Thank you, Mr. Chairman. Mr. Chairman, it's still my question. My question is what is a person living in a perfect house with enough bedrooms with no adequacy issues that doesn't make enough money have to do with Housing Corporation?
My understanding of core need is it's pretty basic. It's not that complex. You have to have an affordability issue, because if you're making $250,000 or $300,000 a year, no matter what your house looks like, how small it is, you're never going to be in core need. The same applies the other way. Unless you have a suitability or an adequacy issue, how on earth are you in core need for housing? Because you don't make enough money? Then you go get a subsidy or you get some money.

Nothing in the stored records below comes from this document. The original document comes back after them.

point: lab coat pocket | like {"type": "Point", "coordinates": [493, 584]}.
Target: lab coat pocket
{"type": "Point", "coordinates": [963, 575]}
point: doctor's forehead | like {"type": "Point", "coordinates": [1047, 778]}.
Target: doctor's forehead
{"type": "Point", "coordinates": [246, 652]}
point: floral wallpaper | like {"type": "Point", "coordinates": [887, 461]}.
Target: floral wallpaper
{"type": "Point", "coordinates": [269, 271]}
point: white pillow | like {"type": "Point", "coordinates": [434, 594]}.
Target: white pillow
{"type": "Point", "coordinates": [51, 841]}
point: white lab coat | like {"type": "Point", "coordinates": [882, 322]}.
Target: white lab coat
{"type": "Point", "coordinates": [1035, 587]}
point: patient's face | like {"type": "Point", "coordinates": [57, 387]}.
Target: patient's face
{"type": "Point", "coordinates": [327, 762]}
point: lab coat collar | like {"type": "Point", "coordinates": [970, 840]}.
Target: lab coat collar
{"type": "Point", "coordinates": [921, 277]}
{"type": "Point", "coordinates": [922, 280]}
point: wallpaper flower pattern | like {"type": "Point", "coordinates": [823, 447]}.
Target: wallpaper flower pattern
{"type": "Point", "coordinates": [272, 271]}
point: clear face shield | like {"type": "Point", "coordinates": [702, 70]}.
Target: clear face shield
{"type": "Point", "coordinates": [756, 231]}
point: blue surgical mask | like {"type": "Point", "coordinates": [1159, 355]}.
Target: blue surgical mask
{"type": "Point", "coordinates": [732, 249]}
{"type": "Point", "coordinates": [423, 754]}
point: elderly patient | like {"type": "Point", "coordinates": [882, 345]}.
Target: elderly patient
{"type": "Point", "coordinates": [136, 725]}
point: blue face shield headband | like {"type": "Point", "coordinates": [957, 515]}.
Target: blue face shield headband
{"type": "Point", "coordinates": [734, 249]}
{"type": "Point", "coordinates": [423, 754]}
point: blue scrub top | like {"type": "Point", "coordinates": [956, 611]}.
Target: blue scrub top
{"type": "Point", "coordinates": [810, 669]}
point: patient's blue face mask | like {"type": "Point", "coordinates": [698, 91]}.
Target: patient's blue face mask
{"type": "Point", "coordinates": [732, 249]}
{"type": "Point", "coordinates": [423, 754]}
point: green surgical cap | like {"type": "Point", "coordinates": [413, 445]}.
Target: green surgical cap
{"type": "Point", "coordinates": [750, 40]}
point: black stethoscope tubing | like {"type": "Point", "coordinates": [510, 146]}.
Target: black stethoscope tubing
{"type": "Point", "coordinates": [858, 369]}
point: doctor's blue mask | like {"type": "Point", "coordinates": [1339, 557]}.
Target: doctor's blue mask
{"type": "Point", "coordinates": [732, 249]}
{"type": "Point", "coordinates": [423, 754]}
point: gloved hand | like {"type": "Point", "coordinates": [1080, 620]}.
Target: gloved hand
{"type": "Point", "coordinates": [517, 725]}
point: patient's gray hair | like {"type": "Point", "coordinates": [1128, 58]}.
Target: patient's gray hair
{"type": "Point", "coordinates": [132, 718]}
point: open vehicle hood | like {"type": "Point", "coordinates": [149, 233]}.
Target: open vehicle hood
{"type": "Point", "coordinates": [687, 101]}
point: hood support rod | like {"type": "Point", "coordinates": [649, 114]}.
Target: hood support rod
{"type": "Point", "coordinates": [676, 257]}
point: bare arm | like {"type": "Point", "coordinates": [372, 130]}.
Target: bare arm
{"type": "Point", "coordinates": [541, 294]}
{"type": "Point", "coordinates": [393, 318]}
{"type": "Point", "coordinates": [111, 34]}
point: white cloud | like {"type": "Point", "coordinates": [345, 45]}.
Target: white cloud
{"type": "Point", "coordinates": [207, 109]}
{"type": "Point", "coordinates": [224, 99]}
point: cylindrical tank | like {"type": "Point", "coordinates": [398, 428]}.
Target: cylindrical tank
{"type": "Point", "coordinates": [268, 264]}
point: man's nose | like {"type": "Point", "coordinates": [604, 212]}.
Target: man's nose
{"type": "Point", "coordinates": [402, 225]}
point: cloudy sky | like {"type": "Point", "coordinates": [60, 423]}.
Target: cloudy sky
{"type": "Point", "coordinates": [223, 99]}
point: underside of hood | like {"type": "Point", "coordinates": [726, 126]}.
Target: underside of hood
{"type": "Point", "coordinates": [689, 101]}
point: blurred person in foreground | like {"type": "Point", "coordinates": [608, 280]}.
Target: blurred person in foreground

I recognize that the Housing Corporation would like to address people that have affordability issues, not core need issues, affordability issues in other rentals as an example. People that are renting in a private market. They can give subsidies to those guys and reduce the people that have an affordability issue across the Territory or in Yellowknife or wherever there's other rental units, but we can't do anything about their house. We can't add a bedroom to somebody else's house. We can't start fixing somebody else's apartment. The individuals in there have affordability issue? We address it. If the Housing Corporation wants to address that issue, that's fine. Why call it core need for housing? It's not a core need housing issue.
I was amazed to see that CMHC has essentially the same description, but we must know that affordability can't stand alone. We must know that by now, that affordability cannot stand alone. No one can convince me that somebody that's not making enough money that lives in an adequate and suitable house has a housing core need issue. Thank you.